Objective: To evaluate the safety of home births in North America involving direct entry midwives, in jurisdictions where the practice is not well integrated into the healthcare system.
Design: Prospective cohort study.
Setting: All home births involving certified professional midwives across the United States (98% of cohort) and Canada, 2000.
Participants: All 5418 women expecting to deliver in 2000 supported by midwives with a common certification and who planned to deliver at home when labour began.
Main outcome measures: Intrapartum and neonatal mortality, perinatal transfer to hospital care, medical intervention during labour, breast feeding, and maternal satisfaction.
Results: 655 (12.1%) women who intended to deliver at home when labour began were transferred to hospital. Medical intervention rates included epidural (4.7%), episiotomy (2.1%), forceps (1.0%), vacuum extraction (0.6%), and caesarean section (3.7%); these rates were substantially lower than for low risk US women having hospital births. The intrapartum and neonatal mortality among women considered at low risk at start of labour, excluding deaths concerning life threatening congenital anomalies, was 1.7 deaths per 1000 planned home births, similar to risks in other studies of low risk home and hospital births in North America. No mothers died. No discrepancies were found for perinatal outcomes independently validated.

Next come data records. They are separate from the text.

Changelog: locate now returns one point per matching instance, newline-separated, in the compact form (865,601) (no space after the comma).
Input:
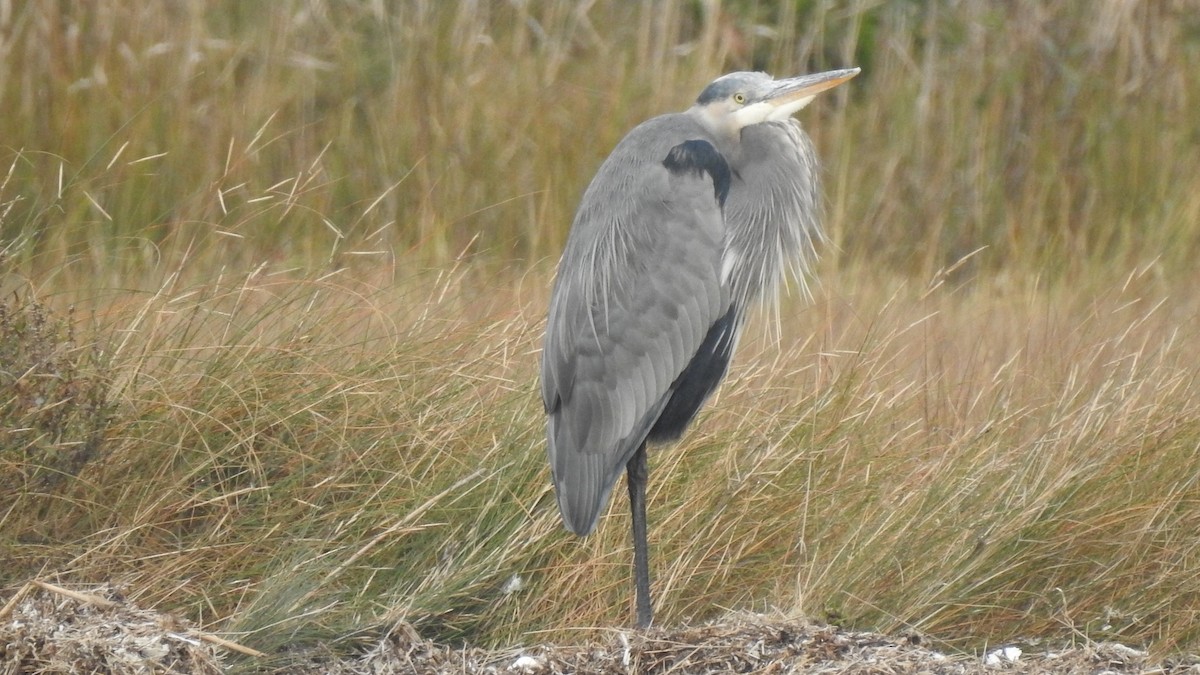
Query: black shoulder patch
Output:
(700,156)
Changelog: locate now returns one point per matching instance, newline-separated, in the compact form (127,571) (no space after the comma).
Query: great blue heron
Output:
(691,217)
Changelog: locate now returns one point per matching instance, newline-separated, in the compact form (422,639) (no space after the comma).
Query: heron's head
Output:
(738,100)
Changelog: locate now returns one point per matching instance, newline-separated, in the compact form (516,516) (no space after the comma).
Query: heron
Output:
(691,219)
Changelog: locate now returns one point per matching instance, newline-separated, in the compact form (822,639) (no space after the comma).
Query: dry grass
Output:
(309,275)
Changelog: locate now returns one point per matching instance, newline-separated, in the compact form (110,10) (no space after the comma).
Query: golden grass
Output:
(309,268)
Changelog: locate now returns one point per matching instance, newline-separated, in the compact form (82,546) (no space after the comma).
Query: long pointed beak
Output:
(793,93)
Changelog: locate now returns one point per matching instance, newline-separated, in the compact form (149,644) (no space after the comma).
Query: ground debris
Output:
(60,631)
(742,644)
(46,628)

Conclusions: Planned home birth for low risk women in North America using certified professional midwives was associated with lower rates of medical intervention but similar intrapartum and neonatal mortality to that of low risk hospital births in the United States.
Despite a wealth of evidence supporting planned home birth as a safe option for women with low risk pregnancies, the setting remains controversial in most high resource countries. Views are particularly polarised in the United States, with interventions and costs of hospital births escalating and midwives involved with home births being denied the ability to be lead professionals in hospital, with admitting and discharge privileges. Although several Canadian medical societies and the American Public Health Association have adopted policies promoting or acknowledging the viability of home births, the American College of Obstetricians and Gynecologists continues to oppose it. Studies on home birth have been criticised if they have been too small to accurately assess perinatal mortality, unable to distinguish planned from unplanned home births accurately, or retrospective with the potential of bias from selective reporting. To tackle these issues we carried out a large prospective study of planned home births. The North American Registry of Midwives provided a rare opportunity to study the practice of a defined population of direct entry midwives involved with home birth across the continent. We compared perinatal outcomes with those of studies of low risk hospital births in the United States.